What I do know is that my grandparents lived in Shanghai in the 1920s. My grandfather navigated boats along the Yangtze River for a petroleum company. He would be absent for weeks at a time, leaving my grandmother in their home in the International Settlement. They had married after a short romance aboard the ship they both took from Australia to Hong Kong. My grandmother, an independently-minded woman for her day, dramatically rode a motorbike from her small country town in northern NSW, to Sydney where she boarded the boat for Hong Kong and adventure. My grandfather stepped in as her protector from the unwanted advances of other men on the ship and they fell in love. I grew up hearing these stories, but I wanted more.
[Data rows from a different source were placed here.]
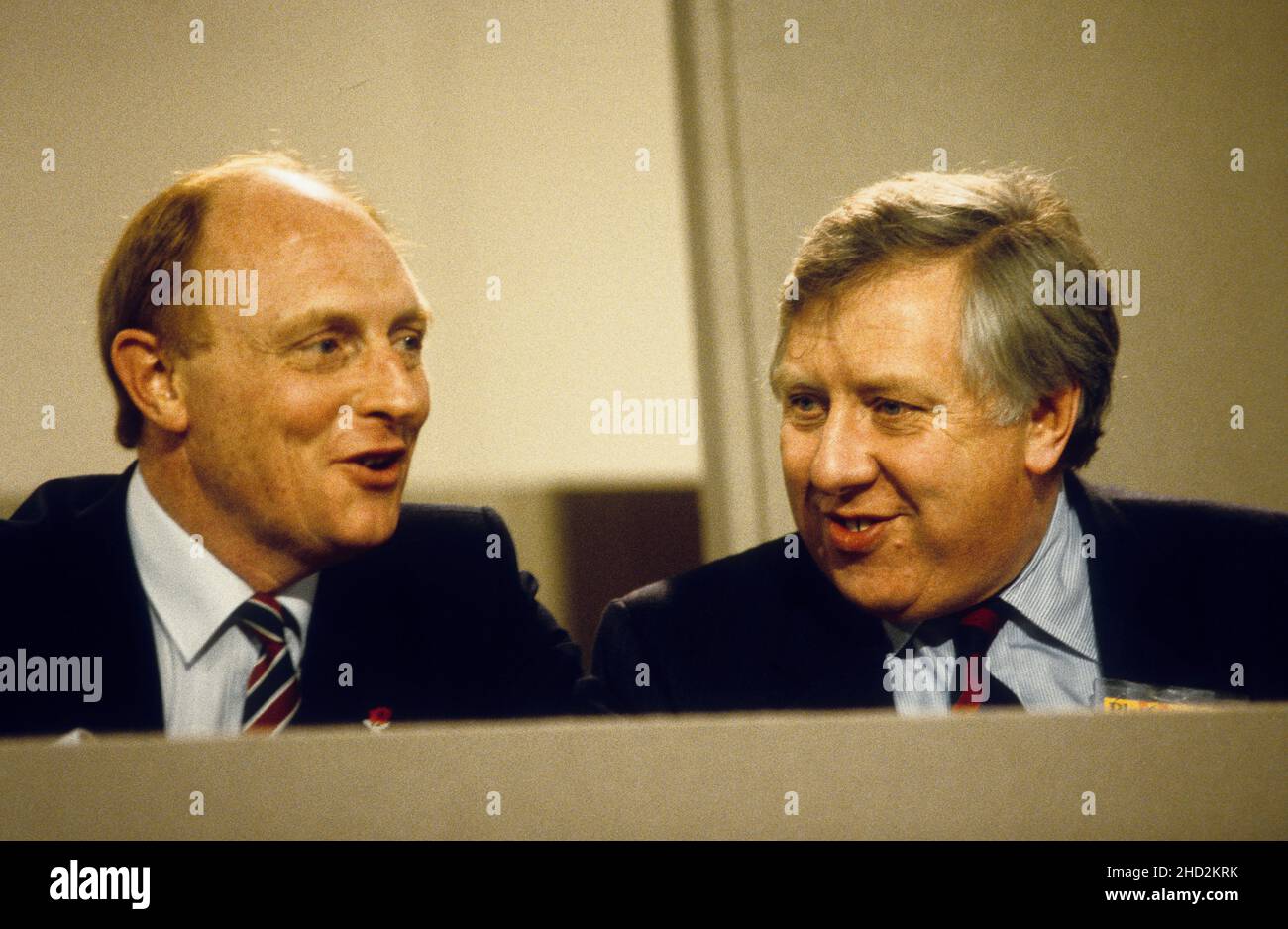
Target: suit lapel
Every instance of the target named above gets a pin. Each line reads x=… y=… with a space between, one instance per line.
x=1121 y=580
x=112 y=610
x=828 y=652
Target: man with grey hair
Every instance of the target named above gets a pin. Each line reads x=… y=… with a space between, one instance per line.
x=935 y=407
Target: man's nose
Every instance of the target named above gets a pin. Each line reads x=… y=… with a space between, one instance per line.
x=391 y=388
x=844 y=460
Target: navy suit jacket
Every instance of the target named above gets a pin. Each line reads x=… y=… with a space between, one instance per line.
x=1180 y=592
x=430 y=626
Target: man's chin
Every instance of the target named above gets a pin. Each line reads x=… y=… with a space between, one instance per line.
x=362 y=527
x=871 y=594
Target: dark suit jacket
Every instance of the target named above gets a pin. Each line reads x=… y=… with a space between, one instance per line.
x=432 y=627
x=1180 y=590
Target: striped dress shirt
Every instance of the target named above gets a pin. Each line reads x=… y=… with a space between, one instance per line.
x=1047 y=654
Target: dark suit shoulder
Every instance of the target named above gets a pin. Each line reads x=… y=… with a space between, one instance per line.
x=1201 y=532
x=63 y=498
x=706 y=640
x=720 y=587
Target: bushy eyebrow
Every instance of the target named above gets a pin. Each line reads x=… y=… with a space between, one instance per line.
x=344 y=321
x=786 y=376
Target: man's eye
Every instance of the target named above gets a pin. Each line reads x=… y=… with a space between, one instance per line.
x=892 y=408
x=803 y=403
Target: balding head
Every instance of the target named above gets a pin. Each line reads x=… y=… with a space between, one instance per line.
x=282 y=435
x=168 y=231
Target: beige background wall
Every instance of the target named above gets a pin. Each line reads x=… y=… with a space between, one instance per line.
x=515 y=159
x=519 y=159
x=1137 y=128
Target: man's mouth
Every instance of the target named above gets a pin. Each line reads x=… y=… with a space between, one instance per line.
x=378 y=463
x=855 y=534
x=376 y=468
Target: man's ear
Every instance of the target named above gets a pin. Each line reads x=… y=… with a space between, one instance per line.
x=147 y=373
x=1050 y=426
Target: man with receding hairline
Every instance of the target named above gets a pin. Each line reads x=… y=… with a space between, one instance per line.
x=947 y=558
x=257 y=568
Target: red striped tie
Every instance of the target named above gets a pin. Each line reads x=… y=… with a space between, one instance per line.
x=977 y=628
x=273 y=686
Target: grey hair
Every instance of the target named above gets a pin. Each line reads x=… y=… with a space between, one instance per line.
x=1003 y=227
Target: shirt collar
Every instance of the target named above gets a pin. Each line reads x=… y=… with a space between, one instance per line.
x=1047 y=588
x=189 y=589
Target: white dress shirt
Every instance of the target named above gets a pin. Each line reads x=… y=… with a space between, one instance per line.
x=204 y=658
x=1046 y=657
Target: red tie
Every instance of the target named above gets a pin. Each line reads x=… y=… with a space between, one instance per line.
x=273 y=687
x=975 y=631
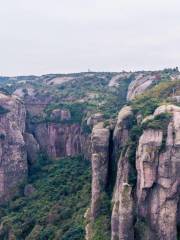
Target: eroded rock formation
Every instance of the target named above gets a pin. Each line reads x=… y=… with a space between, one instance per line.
x=13 y=159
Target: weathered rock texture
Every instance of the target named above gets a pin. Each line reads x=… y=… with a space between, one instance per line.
x=158 y=179
x=13 y=160
x=60 y=140
x=122 y=213
x=148 y=207
x=141 y=83
x=32 y=148
x=100 y=158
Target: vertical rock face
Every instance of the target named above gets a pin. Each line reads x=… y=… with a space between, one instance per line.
x=100 y=158
x=159 y=179
x=13 y=162
x=32 y=148
x=149 y=207
x=140 y=84
x=60 y=140
x=122 y=213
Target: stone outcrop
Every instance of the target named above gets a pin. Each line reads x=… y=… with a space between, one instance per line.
x=148 y=207
x=94 y=119
x=141 y=83
x=32 y=148
x=60 y=140
x=61 y=114
x=158 y=179
x=122 y=212
x=13 y=159
x=100 y=158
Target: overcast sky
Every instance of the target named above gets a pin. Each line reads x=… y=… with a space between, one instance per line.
x=55 y=36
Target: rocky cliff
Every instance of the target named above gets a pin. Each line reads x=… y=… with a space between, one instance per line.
x=133 y=148
x=147 y=206
x=13 y=159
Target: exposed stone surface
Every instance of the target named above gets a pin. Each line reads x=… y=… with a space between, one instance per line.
x=158 y=178
x=13 y=159
x=121 y=131
x=61 y=114
x=60 y=140
x=140 y=84
x=122 y=213
x=114 y=82
x=94 y=119
x=32 y=148
x=100 y=158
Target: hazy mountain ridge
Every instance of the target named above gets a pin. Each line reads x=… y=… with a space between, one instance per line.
x=130 y=152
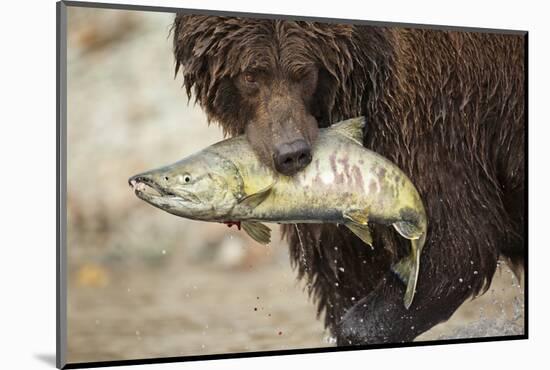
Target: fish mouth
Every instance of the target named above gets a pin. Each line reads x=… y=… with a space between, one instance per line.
x=147 y=189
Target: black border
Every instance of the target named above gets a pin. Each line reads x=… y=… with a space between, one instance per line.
x=61 y=188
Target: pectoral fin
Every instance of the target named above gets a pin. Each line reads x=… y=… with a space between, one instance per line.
x=357 y=222
x=257 y=231
x=253 y=200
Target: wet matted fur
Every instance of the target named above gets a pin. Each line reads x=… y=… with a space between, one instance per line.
x=447 y=107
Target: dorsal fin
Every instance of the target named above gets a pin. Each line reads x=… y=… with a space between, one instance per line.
x=351 y=128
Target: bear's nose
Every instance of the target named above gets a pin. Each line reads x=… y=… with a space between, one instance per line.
x=291 y=157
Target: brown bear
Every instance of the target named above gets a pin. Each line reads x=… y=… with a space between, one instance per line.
x=446 y=106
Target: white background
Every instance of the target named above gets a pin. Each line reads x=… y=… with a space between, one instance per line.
x=27 y=181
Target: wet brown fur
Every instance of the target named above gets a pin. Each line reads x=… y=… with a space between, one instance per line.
x=447 y=107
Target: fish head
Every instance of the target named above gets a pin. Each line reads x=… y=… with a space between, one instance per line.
x=204 y=186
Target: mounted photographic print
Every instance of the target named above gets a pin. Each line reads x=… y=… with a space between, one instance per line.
x=235 y=184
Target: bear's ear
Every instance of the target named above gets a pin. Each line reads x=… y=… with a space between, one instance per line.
x=185 y=42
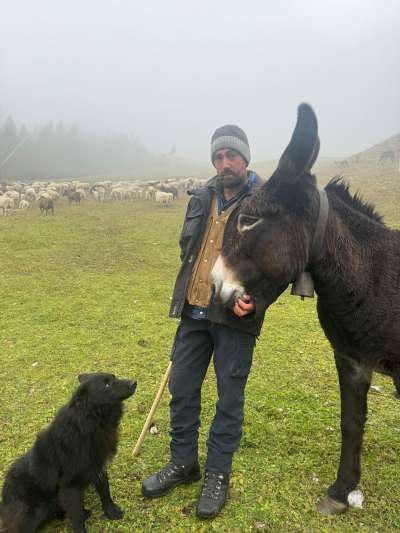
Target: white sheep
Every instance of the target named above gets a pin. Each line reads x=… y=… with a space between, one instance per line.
x=6 y=204
x=24 y=204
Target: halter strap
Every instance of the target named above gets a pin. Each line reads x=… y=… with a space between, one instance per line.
x=320 y=228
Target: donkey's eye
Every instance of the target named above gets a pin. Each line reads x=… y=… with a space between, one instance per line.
x=272 y=210
x=248 y=222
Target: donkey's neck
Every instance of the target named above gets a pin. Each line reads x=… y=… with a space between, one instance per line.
x=347 y=277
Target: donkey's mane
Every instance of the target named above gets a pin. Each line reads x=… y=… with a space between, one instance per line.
x=341 y=189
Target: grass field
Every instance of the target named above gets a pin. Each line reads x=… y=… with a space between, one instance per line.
x=89 y=290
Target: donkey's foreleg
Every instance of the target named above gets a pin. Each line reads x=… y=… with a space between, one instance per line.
x=354 y=383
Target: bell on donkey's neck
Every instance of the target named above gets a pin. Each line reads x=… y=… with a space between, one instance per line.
x=303 y=286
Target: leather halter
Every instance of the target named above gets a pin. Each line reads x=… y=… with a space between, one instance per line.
x=303 y=285
x=320 y=228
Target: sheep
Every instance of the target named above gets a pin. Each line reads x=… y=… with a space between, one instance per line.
x=46 y=204
x=164 y=198
x=24 y=204
x=6 y=204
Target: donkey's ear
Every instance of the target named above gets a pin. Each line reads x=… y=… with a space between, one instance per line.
x=83 y=377
x=302 y=151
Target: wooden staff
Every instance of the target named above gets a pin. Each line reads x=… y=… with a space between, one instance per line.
x=150 y=416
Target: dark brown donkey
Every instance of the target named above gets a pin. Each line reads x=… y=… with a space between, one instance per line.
x=354 y=261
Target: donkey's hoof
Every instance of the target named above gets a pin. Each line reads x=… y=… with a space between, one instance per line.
x=329 y=506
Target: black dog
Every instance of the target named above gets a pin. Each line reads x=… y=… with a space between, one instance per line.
x=49 y=480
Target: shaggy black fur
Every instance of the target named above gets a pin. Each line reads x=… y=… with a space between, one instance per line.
x=49 y=480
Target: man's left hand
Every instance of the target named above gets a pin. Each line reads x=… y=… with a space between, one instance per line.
x=244 y=305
Needless to say, my time has not been otherwise idly spent. Just like my grandmother, I left my hometown of Sydney to explore the world, settling in London for 10 years where I trained and worked as a journalist for The Financial Times Group and the BBC. I returned to Australia when my son was a toddler, as a single mother in need of the support of my family and the sunshine for my son. I picked up my career with News Limited and the SBS before remarrying and having my two beautiful daughters, whose arrival gave me the chance to break from work and write.
I’m a single mother again; my grandmother’s independent streak runs strong it seems. My son is a grown man, living back in London where he was born and I’m raising two girls as best I can.
I decided that the lost memory my grandmother unwittingly shared with me in the nursing home all those years ago, was a Shanghai memory. The story I chose to write was always going to be an exploration of that fascinating family kernel.
My grandmother is the inspiration for The Shanghai Wife, which is a book of fiction, born of an unforgettable memory.